Le ton est donné d’entrée de jeu : « La famille est notre donnée sociale élémentaire17. » Et, après avoir indiqué qu’elle produit des « complexes et des fixations », Mounier poursuit : « Le complexe le plus courant est celui qui a pour objet le père, la fixation la plus courante, celle qui a pour objet la mère. Réunis chez le garçon, ils forment le complexe d’Œdipe. Cette cristallisation affective est souvent d’indice positif. Normale dans la première enfance, elle doit se résorber ensuite18. »

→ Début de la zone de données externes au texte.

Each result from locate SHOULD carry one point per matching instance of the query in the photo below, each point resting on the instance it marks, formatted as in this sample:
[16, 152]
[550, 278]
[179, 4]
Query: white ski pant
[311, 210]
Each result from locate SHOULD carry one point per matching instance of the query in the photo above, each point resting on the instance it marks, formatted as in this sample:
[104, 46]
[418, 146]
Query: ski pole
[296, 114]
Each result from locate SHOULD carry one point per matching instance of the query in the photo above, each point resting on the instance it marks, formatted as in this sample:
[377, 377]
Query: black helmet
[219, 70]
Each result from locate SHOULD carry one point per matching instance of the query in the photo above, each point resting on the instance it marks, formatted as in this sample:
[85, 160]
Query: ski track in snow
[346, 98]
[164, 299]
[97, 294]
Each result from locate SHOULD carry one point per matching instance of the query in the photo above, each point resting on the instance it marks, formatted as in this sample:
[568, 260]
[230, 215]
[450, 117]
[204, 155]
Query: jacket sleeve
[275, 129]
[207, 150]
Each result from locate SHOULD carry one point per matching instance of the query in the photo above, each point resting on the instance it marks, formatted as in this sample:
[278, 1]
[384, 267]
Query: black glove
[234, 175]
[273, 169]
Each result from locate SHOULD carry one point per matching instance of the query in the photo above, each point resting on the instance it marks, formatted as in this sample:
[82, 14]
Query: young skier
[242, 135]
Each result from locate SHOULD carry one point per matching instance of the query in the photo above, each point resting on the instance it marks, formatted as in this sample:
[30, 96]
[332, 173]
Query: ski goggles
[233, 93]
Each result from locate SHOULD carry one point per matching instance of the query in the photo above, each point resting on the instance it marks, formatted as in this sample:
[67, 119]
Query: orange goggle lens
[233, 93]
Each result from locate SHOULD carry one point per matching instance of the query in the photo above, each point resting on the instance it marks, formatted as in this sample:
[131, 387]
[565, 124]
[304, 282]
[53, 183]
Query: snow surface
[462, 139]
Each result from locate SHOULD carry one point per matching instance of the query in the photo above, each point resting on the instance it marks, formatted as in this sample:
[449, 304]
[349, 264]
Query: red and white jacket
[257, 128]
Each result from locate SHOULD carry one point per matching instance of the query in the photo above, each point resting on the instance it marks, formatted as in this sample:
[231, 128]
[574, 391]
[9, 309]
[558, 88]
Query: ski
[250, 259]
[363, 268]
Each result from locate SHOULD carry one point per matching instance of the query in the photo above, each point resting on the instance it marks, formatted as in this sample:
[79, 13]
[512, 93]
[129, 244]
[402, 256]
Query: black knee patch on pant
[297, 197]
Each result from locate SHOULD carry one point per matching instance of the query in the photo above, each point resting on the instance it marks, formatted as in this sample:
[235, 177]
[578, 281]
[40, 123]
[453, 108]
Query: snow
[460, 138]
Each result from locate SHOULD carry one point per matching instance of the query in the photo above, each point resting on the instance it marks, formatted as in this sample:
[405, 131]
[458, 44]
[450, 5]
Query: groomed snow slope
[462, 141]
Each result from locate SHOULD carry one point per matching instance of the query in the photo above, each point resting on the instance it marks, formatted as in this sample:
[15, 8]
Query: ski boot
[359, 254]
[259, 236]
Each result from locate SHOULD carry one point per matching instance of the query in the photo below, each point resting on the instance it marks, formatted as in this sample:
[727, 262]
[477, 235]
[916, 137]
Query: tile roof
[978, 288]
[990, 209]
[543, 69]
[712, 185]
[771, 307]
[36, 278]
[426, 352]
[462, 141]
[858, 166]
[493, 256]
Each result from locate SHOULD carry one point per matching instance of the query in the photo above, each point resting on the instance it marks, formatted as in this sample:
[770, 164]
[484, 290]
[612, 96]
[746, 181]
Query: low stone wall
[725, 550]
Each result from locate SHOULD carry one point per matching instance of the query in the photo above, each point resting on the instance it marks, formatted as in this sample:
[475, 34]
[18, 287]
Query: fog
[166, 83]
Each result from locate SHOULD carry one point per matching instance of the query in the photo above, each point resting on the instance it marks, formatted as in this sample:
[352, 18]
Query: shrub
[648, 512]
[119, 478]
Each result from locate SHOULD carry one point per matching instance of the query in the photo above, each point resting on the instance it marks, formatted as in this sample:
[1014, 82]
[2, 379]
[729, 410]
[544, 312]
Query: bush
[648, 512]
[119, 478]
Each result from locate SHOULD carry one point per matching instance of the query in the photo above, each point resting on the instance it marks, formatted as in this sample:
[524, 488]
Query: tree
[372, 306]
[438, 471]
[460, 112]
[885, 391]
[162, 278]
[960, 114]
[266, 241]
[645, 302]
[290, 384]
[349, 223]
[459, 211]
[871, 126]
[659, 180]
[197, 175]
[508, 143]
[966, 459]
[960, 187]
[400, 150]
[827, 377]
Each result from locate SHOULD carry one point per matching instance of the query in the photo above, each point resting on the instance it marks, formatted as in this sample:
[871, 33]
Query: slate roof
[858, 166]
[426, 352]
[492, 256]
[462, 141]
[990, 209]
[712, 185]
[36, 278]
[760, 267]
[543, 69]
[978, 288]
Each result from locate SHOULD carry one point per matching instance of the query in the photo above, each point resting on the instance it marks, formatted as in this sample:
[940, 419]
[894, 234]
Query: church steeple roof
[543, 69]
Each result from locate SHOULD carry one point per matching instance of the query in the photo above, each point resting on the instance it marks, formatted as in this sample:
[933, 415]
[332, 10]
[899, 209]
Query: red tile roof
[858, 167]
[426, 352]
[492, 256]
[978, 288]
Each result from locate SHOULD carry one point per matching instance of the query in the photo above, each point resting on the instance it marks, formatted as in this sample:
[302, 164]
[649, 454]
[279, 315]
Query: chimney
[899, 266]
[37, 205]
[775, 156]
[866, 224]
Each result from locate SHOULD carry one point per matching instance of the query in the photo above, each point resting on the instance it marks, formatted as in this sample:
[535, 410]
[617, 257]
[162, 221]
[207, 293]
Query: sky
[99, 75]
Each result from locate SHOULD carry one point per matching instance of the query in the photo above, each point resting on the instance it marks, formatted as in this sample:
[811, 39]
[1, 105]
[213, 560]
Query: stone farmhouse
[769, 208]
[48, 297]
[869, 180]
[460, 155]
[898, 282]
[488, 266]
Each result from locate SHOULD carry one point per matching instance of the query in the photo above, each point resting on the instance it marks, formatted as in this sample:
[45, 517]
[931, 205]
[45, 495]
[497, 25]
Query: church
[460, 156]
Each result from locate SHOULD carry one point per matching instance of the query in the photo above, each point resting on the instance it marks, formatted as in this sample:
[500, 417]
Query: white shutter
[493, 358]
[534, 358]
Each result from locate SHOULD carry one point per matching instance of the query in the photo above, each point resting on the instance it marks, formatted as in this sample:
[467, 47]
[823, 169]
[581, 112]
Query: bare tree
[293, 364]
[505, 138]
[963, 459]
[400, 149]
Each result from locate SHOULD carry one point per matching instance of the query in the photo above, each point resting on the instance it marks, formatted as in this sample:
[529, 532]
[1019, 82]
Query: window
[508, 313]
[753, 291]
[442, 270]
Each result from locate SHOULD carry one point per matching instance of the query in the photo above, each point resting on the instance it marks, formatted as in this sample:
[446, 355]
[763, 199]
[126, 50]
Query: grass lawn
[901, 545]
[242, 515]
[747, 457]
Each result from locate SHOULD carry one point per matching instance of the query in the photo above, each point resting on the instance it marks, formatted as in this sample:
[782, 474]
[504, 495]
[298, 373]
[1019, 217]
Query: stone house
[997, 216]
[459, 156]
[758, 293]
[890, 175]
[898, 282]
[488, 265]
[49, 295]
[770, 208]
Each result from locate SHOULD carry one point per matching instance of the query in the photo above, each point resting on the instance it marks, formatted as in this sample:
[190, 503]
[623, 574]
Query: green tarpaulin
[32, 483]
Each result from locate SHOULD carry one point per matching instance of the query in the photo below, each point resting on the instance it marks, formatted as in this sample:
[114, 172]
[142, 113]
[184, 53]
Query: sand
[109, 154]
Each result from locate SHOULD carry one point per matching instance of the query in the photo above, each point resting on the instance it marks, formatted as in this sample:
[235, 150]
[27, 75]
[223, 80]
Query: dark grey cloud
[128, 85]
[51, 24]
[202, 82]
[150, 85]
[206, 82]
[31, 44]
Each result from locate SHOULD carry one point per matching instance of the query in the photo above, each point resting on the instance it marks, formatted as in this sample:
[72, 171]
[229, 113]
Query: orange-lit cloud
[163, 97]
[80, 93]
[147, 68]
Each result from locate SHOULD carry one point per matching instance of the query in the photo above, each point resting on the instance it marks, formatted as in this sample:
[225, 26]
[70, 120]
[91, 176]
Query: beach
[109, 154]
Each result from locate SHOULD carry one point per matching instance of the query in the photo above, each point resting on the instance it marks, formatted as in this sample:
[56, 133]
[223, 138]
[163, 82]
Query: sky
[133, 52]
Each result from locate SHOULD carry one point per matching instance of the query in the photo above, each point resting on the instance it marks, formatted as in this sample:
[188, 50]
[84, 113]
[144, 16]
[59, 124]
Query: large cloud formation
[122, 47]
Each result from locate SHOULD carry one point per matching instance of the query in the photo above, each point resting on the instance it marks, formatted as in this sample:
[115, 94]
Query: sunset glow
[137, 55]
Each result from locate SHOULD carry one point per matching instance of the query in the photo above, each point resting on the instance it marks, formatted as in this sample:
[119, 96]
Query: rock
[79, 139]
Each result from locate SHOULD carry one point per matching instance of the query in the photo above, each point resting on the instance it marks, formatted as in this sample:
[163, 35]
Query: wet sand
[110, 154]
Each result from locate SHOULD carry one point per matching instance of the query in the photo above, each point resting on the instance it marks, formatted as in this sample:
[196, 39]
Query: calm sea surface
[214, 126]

Pourquoi doit-elle se résorber ? Parce que « la fixation maternelle entraîne le garçon à l’impuissance, elle l’écrase sous une sollicitude excessive qui lui enlève toute initiative, le détourne de la lutte et de l’insertion sociale, en fait pour la vie un être passif, douillet, diminué […]. Imprégné de sensibilité féminine, il peut manquer la crise de virilisation jusqu’au bord des sexualités aberrantes. Parfois, il ne pourra jamais aimer la femme, pour n’avoir pas franchi le seuil de la mère à la femme, ou bien il exprimera la même impuissance par une instabilité érotique, en volant de femme en femme, toujours insatisfait19 ».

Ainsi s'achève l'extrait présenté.